Skip to content

srl

allennlp_models.structured_prediction.dataset_readers.srl

[SOURCE]


SrlReader#

@DatasetReader.register("srl")
class SrlReader(DatasetReader):
 | def __init__(
 |     self,
 |     token_indexers: Dict[str, TokenIndexer] = None,
 |     domain_identifier: str = None,
 |     bert_model_name: str = None,
 |     **kwargs
 | ) -> None

This DatasetReader is designed to read in the English OntoNotes v5.0 data for semantic role labelling. It returns a dataset of instances with the following fields:

tokens : TextField The tokens in the sentence. verb_indicator : SequenceLabelField A sequence of binary indicators for whether the word is the verb for this frame. tags : SequenceLabelField A sequence of Propbank tags for the given verb in a BIO format.

Parameters

  • token_indexers : Dict[str, TokenIndexer], optional
    We similarly use this for both the premise and the hypothesis.
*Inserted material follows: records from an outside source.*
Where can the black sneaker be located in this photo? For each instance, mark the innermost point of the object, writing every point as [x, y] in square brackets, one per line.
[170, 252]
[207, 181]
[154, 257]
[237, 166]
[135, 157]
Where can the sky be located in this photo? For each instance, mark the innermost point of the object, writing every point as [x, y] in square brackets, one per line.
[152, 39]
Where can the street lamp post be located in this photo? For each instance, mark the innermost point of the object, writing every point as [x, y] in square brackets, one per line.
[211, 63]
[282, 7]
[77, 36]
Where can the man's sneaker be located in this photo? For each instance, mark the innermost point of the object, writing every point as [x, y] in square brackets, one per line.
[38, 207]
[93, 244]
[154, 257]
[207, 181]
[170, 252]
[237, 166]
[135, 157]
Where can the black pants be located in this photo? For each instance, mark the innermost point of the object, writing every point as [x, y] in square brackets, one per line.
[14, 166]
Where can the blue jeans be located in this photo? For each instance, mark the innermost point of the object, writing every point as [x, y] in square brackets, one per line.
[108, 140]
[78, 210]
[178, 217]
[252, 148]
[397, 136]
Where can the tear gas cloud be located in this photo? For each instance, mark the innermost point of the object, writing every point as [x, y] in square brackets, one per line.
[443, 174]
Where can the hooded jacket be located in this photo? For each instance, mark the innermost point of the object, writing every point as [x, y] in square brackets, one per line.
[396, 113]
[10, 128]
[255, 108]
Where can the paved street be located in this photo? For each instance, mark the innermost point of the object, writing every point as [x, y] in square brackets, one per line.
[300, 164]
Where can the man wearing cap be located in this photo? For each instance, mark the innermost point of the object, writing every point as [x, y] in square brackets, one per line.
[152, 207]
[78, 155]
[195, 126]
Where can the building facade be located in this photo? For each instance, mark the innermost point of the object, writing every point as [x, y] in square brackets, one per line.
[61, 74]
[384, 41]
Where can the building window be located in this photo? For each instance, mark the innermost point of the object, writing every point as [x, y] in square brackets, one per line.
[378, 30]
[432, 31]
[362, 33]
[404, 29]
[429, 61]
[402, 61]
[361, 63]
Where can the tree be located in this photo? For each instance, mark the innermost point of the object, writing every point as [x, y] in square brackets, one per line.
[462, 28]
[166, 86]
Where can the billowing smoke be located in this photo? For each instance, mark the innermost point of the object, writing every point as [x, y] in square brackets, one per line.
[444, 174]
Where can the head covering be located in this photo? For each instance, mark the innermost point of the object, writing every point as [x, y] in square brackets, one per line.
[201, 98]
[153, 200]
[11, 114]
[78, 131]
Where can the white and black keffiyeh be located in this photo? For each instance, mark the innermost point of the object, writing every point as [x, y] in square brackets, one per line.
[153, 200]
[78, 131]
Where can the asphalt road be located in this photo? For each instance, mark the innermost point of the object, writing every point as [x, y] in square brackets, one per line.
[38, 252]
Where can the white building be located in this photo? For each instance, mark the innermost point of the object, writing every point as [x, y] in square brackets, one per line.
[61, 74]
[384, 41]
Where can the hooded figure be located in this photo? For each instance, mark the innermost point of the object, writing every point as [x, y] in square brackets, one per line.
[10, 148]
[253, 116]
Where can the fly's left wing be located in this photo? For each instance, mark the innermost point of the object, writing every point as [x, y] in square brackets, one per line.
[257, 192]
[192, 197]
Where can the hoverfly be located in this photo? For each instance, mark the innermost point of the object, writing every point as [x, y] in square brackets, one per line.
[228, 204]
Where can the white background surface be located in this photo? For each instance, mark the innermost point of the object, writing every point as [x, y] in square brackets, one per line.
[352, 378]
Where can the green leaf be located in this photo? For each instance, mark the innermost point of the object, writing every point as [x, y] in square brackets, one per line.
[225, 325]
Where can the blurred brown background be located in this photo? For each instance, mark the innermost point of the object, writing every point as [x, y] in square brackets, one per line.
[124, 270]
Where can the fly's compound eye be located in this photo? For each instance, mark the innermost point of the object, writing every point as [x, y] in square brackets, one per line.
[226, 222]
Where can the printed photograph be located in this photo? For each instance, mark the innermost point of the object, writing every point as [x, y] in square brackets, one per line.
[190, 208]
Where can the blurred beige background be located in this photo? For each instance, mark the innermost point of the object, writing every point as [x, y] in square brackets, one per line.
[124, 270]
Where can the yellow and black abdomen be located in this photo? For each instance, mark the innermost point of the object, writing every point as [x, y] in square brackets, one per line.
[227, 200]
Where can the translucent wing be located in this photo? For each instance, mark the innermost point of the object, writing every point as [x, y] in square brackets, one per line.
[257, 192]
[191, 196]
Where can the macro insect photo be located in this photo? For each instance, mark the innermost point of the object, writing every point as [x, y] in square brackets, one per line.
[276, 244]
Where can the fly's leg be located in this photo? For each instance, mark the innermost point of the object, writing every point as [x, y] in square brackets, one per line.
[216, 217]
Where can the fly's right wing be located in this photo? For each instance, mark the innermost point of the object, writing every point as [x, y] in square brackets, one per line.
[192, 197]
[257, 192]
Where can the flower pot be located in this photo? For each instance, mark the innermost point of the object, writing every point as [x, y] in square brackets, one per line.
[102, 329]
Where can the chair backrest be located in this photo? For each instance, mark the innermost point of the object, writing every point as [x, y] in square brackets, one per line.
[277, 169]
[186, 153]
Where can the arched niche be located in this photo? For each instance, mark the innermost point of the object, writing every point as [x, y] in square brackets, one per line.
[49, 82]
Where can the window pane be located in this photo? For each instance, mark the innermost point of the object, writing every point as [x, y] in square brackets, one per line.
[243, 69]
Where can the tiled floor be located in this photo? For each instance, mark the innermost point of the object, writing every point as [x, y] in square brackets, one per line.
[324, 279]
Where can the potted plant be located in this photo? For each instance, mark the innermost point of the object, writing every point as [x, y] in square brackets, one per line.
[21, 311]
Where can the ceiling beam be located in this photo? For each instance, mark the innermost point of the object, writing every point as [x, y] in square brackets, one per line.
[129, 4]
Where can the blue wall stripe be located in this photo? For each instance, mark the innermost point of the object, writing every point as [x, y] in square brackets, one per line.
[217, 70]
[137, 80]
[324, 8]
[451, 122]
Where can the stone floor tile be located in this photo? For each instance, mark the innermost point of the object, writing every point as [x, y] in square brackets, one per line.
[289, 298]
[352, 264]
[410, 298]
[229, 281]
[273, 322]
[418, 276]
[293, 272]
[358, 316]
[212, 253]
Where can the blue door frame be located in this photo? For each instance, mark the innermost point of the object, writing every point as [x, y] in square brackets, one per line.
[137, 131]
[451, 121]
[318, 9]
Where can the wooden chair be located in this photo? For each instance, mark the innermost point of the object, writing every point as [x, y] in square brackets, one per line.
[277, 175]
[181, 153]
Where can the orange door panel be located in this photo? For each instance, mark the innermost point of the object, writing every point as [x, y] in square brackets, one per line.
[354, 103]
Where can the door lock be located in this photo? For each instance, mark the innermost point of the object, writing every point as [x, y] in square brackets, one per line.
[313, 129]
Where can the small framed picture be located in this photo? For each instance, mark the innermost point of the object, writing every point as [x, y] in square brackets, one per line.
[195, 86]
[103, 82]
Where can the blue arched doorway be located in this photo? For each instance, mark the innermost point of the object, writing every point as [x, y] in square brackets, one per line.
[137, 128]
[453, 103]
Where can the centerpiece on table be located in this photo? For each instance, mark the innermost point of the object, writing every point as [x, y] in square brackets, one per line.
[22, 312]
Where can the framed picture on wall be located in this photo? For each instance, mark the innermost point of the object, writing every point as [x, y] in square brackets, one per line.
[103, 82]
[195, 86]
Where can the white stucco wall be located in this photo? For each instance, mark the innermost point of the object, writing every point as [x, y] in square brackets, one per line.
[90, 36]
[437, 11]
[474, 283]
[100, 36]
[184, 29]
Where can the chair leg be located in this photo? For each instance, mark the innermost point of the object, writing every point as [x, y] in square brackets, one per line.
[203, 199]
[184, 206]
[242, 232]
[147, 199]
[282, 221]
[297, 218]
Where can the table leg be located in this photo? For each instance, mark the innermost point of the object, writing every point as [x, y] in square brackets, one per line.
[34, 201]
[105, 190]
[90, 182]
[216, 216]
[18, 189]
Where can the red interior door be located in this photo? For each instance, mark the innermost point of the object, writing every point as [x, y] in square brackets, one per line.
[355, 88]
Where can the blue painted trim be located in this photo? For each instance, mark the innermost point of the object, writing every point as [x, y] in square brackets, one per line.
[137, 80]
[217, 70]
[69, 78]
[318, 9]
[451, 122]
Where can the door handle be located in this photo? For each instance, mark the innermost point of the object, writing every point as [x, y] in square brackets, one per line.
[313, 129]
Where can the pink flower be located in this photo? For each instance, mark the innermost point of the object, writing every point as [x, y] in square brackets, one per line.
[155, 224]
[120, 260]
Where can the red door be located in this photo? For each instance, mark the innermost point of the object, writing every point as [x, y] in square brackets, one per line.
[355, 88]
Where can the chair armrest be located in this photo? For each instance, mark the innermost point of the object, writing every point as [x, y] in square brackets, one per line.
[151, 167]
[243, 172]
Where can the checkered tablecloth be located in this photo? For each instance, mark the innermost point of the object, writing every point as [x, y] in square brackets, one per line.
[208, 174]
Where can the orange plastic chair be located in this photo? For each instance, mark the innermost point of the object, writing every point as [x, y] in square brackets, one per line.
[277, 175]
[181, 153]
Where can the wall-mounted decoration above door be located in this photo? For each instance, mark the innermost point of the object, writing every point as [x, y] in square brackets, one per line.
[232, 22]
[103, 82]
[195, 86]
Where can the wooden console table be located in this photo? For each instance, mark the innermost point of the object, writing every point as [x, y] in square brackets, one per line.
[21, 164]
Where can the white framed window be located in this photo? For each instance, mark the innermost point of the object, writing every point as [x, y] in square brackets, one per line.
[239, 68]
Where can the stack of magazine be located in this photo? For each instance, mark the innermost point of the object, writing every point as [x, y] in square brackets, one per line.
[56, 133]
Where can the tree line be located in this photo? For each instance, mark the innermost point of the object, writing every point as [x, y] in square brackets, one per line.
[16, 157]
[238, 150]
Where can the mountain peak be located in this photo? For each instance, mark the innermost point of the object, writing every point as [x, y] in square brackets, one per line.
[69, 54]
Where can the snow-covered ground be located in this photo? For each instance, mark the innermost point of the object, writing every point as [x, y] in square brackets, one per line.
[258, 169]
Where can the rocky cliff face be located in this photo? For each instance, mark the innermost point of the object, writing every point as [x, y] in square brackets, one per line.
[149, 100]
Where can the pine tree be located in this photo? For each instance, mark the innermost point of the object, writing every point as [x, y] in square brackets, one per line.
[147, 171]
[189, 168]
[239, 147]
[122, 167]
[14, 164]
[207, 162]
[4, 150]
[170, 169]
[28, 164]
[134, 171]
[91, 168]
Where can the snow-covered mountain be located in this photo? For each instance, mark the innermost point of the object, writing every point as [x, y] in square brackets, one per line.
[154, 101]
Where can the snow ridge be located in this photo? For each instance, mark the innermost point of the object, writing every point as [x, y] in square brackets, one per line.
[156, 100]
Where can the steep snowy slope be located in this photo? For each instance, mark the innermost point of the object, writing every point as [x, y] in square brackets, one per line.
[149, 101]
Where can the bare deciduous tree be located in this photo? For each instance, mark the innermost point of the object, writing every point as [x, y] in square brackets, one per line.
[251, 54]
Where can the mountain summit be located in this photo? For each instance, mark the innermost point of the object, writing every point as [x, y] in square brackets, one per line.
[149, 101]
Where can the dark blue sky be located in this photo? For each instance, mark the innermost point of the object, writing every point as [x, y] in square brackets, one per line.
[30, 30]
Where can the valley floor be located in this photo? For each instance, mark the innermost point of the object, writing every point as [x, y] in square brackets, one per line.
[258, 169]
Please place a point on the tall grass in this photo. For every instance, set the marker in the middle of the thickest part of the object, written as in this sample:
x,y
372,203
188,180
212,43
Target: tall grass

See TokenIndexer. Default is {"tokens": SingleIdTokenIndexer()}.
  • domain_identifier : str, optional (default = None)
    A string denoting a sub-domain of the Ontonotes 5.0 dataset to use. If present, only conll files under paths containing this domain identifier will be processed.
  • bert_model_name : Optional[str], optional (default = None)
    The BERT model to be wrapped. If you specify a bert_model here, then we will assume you want to use BERT throughout; we will use the bert tokenizer, and will expand your tags and verb indicators accordingly. If not, the tokens will be indexed as normal with the token_indexers.

Returns

  • A Dataset of Instances for Semantic Role Labelling.

text_to_instance#

class SrlReader(DatasetReader):
 | ...
 | def text_to_instance(
 |     self,
 |     tokens: List[Token],
 |     verb_label: List[int],
 |     tags: List[str] = None
 | ) -> Instance

We take pre-tokenized input here, along with a verb label. The verb label should be a one-hot binary vector, the same length as the tokens, indicating the position of the verb to find arguments for.